Com o passar dos meses em sua reabilitação, onde a afastaram de vez do serviço, ela disse que precisava de uma ocupação, então decidiu se sentar do lado de fora de nossa casa, e sua principal tarefa era ouvir o canto das aves, anotar de forma simples -e sem esforços- quais espécies tinham ali na fazenda e depois me mostrava. Foram muitos meses de treinamento para que ela conseguisse esse feito.
Lembro-me que ao chegar do serviço, a via sentada do lado de dentro da casa com sua pequena folha de anotações em mãos ou em cima da mesa enquanto dona Maria fazia o jantar.
– Benção tia, como a senhora está? – Beijo seus fios claros e cheirosos. – Ela deu muito trabalho Maria? – A mais velha franze os lábios e revira os olhos. Sorrio.
– O de sempre Aurora, dona Carmem é um anjo. – Ela pisca e me faz rir ainda mais, pois sei que é bem o contrário pois não tem quem faça minha tia ficar quieta quando se deve ficar em repouso.
– Vocês são um saco isso sim! Não posso nem respirar direito que tem gente me enchendo a paciência. – Maria e eu gargalhamos ao ouvir esse desaforo. – Riem mesmo suas abusadas, sua paias. Vocês vão ver só quando eu pegar meus panos de bunda e ir para a beira do corguinho e não voltar mais suas desavisadas! – Sento-me à mesa e puxo o papel.
– Até parece que a senhora faria isso, esse barracão é sua vida, duvido muito que trocaria ele para ficar ao relento. – Ela pega o caderno e folheia. – Eu amo a senhora e a senhora me ama também, então desmanche essa cara brava. – Beijo sua bochecha e ela suspira e sorri. – Quantos hoje tia? – Ela me entrega a folha com doze nomes de pássaros.
– A mesma quantidade de ontem, não houve mudança e não sei se um dia mudará. Essa área é predominantemente dessas espécies, a única coisa que eu queria era ver mais de perto. Eles pousam longe aí fica difícil vê-los, isso quando só ouço o cantar. – Sorrio ao ver os nomes, olho para ela e sinto um orgulho enorme por ser sua filha do coração.

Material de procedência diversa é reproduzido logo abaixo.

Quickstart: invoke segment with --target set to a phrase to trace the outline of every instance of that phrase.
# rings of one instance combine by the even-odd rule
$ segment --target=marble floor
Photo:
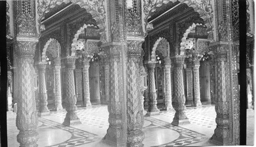
[[[142,128],[145,133],[143,141],[144,146],[214,146],[209,139],[216,127],[215,106],[202,103],[201,108],[187,106],[186,114],[190,124],[181,127],[170,124],[174,110],[163,111],[160,109],[160,115],[146,115]],[[77,113],[82,124],[73,127],[62,125],[65,110],[51,111],[50,116],[38,118],[38,146],[111,146],[102,140],[109,125],[108,107],[92,104],[91,108],[78,106]],[[51,110],[51,106],[49,107]],[[249,111],[251,119],[254,118],[254,111]],[[15,126],[15,119],[16,113],[7,112],[8,146],[19,146],[16,141],[18,130]],[[250,123],[253,125],[254,121]],[[251,129],[254,126],[250,127],[249,129],[253,131],[248,132],[248,137],[250,138],[253,137],[254,132]],[[252,140],[250,144],[253,143],[253,139]]]

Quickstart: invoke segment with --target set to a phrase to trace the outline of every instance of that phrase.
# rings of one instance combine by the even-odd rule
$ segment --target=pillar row
[[[67,71],[66,83],[65,90],[67,91],[66,101],[66,110],[67,114],[63,125],[68,126],[81,124],[80,119],[76,114],[77,107],[76,104],[76,95],[75,89],[75,81],[74,79],[74,69],[75,69],[75,61],[76,57],[67,57],[66,60],[66,68]]]
[[[155,82],[155,67],[156,62],[149,61],[147,63],[148,73],[148,99],[149,107],[146,114],[148,115],[159,115],[160,111],[157,108],[157,93]]]
[[[185,97],[184,91],[183,77],[182,69],[184,57],[179,56],[173,59],[174,67],[174,109],[176,111],[172,124],[174,126],[180,126],[189,124],[186,115],[185,110]]]
[[[39,100],[38,116],[39,117],[50,115],[50,111],[47,107],[47,92],[46,91],[45,72],[46,63],[40,62],[37,64],[39,81]]]

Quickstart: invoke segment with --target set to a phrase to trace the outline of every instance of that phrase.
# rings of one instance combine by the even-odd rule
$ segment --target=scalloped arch
[[[92,18],[95,20],[97,26],[99,28],[100,41],[103,43],[106,42],[105,31],[106,27],[105,26],[105,22],[106,20],[105,14],[106,14],[106,12],[105,10],[104,6],[103,4],[104,1],[102,1],[102,3],[99,2],[97,3],[98,5],[101,4],[99,6],[92,5],[91,3],[94,3],[94,2],[92,1],[90,1],[88,2],[88,1],[84,0],[51,0],[49,5],[47,6],[47,3],[41,2],[38,0],[37,1],[38,4],[37,13],[39,15],[38,22],[39,23],[38,30],[39,33],[41,34],[41,29],[43,30],[45,28],[44,25],[41,24],[41,21],[45,18],[45,14],[50,11],[50,9],[54,8],[56,5],[59,5],[62,3],[67,4],[71,2],[75,5],[79,5],[81,8],[84,8],[88,13],[91,13],[93,17]]]
[[[47,48],[48,48],[49,45],[52,41],[57,41],[57,42],[59,44],[59,41],[58,40],[53,38],[50,38],[47,42],[46,42],[46,44],[45,44],[45,46],[44,46],[44,48],[42,50],[42,56],[41,56],[41,62],[46,62],[46,51],[47,51]],[[59,50],[59,51],[60,52],[61,50]],[[59,54],[60,55],[60,54]]]
[[[177,1],[177,0],[164,0],[162,2],[159,2],[155,4],[155,7],[153,8],[149,12],[148,15],[146,15],[146,19],[145,19],[145,28],[146,28],[146,27],[148,24],[147,22],[147,19],[148,18],[151,17],[151,15],[152,14],[156,11],[157,9],[158,9],[159,7],[161,7],[162,5],[162,4],[167,4],[169,2],[172,2],[172,3],[175,3]],[[201,18],[203,19],[204,22],[205,22],[205,25],[207,27],[207,28],[209,28],[209,26],[211,26],[211,24],[210,24],[209,21],[208,21],[208,19],[210,18],[210,16],[209,16],[208,14],[206,14],[206,13],[204,13],[204,10],[202,9],[201,8],[200,8],[198,5],[195,4],[192,2],[192,0],[179,0],[179,1],[180,2],[180,4],[186,4],[188,7],[191,7],[193,8],[193,9],[195,10],[195,11],[197,12],[199,14],[199,16]],[[147,32],[147,30],[145,29],[146,32]]]

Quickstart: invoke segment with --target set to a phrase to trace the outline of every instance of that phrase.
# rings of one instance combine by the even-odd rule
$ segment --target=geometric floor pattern
[[[205,135],[196,132],[195,131],[187,129],[182,127],[174,126],[169,122],[164,121],[153,117],[145,116],[145,120],[151,122],[151,124],[143,129],[154,126],[160,127],[161,128],[166,128],[172,130],[179,133],[179,137],[171,142],[159,144],[158,146],[189,146],[191,144],[204,141],[210,138]]]
[[[186,115],[188,118],[188,120],[192,124],[200,125],[202,127],[208,129],[216,128],[216,122],[215,118],[216,117],[216,112],[215,109],[215,106],[208,104],[203,104],[201,107],[186,107],[185,111]],[[168,117],[168,118],[174,118],[175,114],[175,110],[167,111],[160,111],[160,115]]]
[[[71,137],[66,141],[50,146],[76,146],[90,143],[101,139],[101,138],[97,137],[97,135],[96,134],[72,127],[66,126],[61,124],[42,117],[39,117],[38,120],[41,122],[42,125],[38,127],[38,128],[44,128],[44,129],[60,129],[68,131],[72,135]]]
[[[58,111],[51,111],[51,115],[65,118],[67,111],[63,109]],[[76,114],[83,124],[108,129],[109,112],[107,105],[93,105],[90,108],[78,107]]]

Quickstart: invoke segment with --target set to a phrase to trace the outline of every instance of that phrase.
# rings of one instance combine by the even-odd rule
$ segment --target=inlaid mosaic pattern
[[[159,126],[162,128],[170,129],[178,132],[179,137],[171,142],[163,144],[159,144],[158,146],[177,146],[189,145],[191,144],[205,141],[210,138],[210,136],[207,136],[204,134],[195,132],[194,131],[181,127],[174,126],[170,123],[168,123],[161,120],[151,117],[145,117],[145,120],[151,122],[151,125],[144,128],[150,127],[153,126]]]
[[[92,143],[102,139],[100,137],[97,137],[97,135],[96,134],[72,127],[66,126],[61,124],[42,117],[39,117],[38,120],[42,123],[42,125],[39,127],[38,128],[44,127],[44,129],[61,129],[68,131],[72,134],[71,137],[66,141],[57,144],[54,144],[50,146],[76,146]]]
[[[215,122],[216,112],[214,105],[204,104],[202,107],[199,108],[187,107],[185,112],[191,124],[208,129],[215,129],[216,128],[216,122]],[[160,115],[163,116],[174,118],[175,110],[160,111]]]
[[[57,112],[51,111],[51,115],[64,119],[66,113],[67,111],[64,109]],[[93,105],[90,108],[78,107],[76,113],[80,121],[83,124],[105,130],[109,128],[109,112],[107,105]]]

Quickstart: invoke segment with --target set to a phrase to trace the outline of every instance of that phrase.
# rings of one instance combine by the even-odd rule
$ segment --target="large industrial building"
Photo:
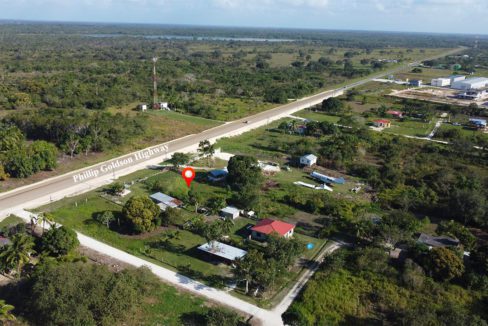
[[[432,86],[436,86],[436,87],[450,86],[451,85],[451,79],[450,78],[435,78],[435,79],[432,79],[430,84]]]
[[[451,80],[451,85],[452,85],[455,82],[465,80],[466,76],[464,76],[464,75],[451,75],[451,76],[449,76],[449,79]]]
[[[463,91],[467,91],[471,89],[483,89],[488,87],[488,78],[476,77],[476,78],[469,78],[466,80],[456,81],[452,83],[451,87]]]

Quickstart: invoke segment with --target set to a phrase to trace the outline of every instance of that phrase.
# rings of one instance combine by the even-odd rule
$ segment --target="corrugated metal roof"
[[[159,202],[159,203],[163,203],[166,206],[172,207],[172,208],[178,207],[181,204],[183,204],[180,200],[173,198],[171,196],[168,196],[166,194],[163,194],[161,192],[157,192],[155,194],[152,194],[150,196],[150,198]]]
[[[232,215],[235,215],[235,214],[239,214],[240,211],[238,208],[235,208],[233,206],[227,206],[225,208],[222,208],[220,210],[221,212],[224,212],[224,213],[227,213],[227,214],[232,214]]]
[[[198,249],[231,261],[242,258],[247,254],[247,251],[245,250],[218,241],[205,243],[198,247]]]

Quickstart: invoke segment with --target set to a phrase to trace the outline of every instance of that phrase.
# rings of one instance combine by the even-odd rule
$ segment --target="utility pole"
[[[156,62],[158,58],[153,58],[153,109],[156,109],[158,103],[158,81],[156,77]]]

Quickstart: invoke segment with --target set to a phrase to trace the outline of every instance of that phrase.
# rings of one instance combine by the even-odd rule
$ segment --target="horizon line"
[[[408,30],[369,30],[369,29],[340,29],[340,28],[317,28],[317,27],[277,27],[277,26],[243,26],[243,25],[203,25],[203,24],[180,24],[180,23],[156,23],[156,22],[107,22],[107,21],[84,21],[84,20],[46,20],[46,19],[17,19],[17,18],[0,18],[2,22],[11,23],[54,23],[54,24],[98,24],[98,25],[139,25],[139,26],[171,26],[171,27],[196,27],[196,28],[236,28],[236,29],[267,29],[267,30],[287,30],[287,31],[316,31],[316,32],[366,32],[366,33],[393,33],[393,34],[423,34],[436,36],[470,36],[470,37],[488,37],[488,34],[480,33],[456,33],[456,32],[419,32]]]

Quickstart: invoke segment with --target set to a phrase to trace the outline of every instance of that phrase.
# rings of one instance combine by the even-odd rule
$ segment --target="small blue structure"
[[[312,172],[310,173],[310,176],[325,183],[336,183],[339,185],[343,185],[346,183],[346,180],[344,180],[344,178],[333,178],[327,175],[320,174],[318,172]]]
[[[212,182],[222,181],[227,178],[229,172],[227,169],[213,170],[208,173],[208,180]]]
[[[421,87],[422,84],[423,84],[422,80],[419,80],[419,79],[413,79],[413,80],[408,82],[409,86],[414,86],[414,87]]]
[[[477,129],[485,129],[486,128],[486,120],[485,119],[469,119],[469,124]]]

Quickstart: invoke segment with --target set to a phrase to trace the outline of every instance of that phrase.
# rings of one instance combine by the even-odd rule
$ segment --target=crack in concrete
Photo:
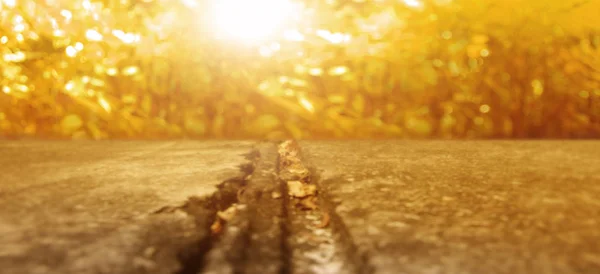
[[[365,260],[358,257],[352,238],[320,185],[322,182],[316,169],[309,167],[303,159],[299,145],[294,141],[281,143],[279,157],[279,174],[284,188],[286,178],[302,177],[303,184],[317,186],[315,197],[300,193],[309,195],[298,198],[290,195],[298,195],[294,191],[287,188],[283,191],[287,217],[286,273],[367,273]]]
[[[179,250],[178,260],[181,264],[181,269],[178,274],[197,274],[203,271],[207,265],[207,261],[215,261],[215,258],[209,257],[208,254],[214,250],[216,242],[220,237],[214,235],[211,231],[213,222],[207,220],[216,220],[217,212],[223,211],[238,202],[238,193],[243,189],[251,175],[254,173],[256,161],[260,155],[257,150],[252,150],[244,155],[248,163],[241,165],[241,175],[235,178],[230,178],[218,185],[218,190],[210,197],[190,197],[188,201],[181,206],[167,206],[154,212],[154,214],[174,214],[183,212],[195,219],[198,227],[201,227],[206,237],[203,237],[199,242],[193,244],[192,247]],[[215,261],[217,262],[217,261]],[[221,266],[225,261],[221,261]]]

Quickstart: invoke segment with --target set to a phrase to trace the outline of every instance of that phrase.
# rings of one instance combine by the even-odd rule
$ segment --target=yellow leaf
[[[82,125],[83,125],[83,121],[76,114],[69,114],[69,115],[65,116],[65,118],[63,118],[62,121],[60,122],[60,127],[61,127],[62,131],[66,134],[71,134],[71,133],[77,131],[78,129],[81,128]]]

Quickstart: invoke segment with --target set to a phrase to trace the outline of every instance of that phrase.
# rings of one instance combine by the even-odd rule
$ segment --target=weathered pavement
[[[303,142],[373,273],[600,273],[600,142]]]
[[[600,142],[300,148],[315,210],[274,144],[0,143],[0,272],[600,273]]]
[[[243,180],[252,145],[0,143],[0,272],[181,271],[214,212],[193,200],[157,211]]]

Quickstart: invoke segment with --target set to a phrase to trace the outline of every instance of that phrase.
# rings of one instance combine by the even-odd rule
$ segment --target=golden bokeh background
[[[0,137],[597,138],[599,10],[0,0]]]

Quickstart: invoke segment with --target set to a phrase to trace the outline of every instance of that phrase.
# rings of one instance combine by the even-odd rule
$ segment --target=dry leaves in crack
[[[305,198],[317,194],[317,186],[301,181],[288,181],[288,195],[294,198]]]
[[[304,199],[296,200],[295,205],[302,210],[315,210],[318,208],[316,196],[308,196]]]
[[[217,212],[217,219],[210,226],[210,230],[213,234],[219,234],[223,231],[225,223],[231,221],[238,214],[240,210],[244,210],[245,205],[233,204],[223,211]]]

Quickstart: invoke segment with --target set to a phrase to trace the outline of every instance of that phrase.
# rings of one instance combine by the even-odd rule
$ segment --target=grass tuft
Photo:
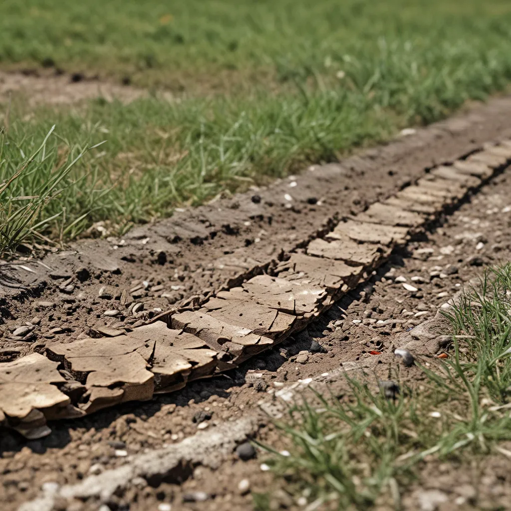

– A senhora é incrível! Eu nunca ia distinguir as espécies pelo som que emitem. Malemá consigo identificar a voz das pessoas. – Ela meneia a cabeça e solta um riso anasalado.
– É tudo questão de prática. Um dia você vai conseguir, tenho fé em você minha sobrinha. – Pisca e toca meu rosto em um sorriso faceiro. Retribuo o afeto e acabamos jantando, trocando ideias e jogando conversa fora durante algumas horas.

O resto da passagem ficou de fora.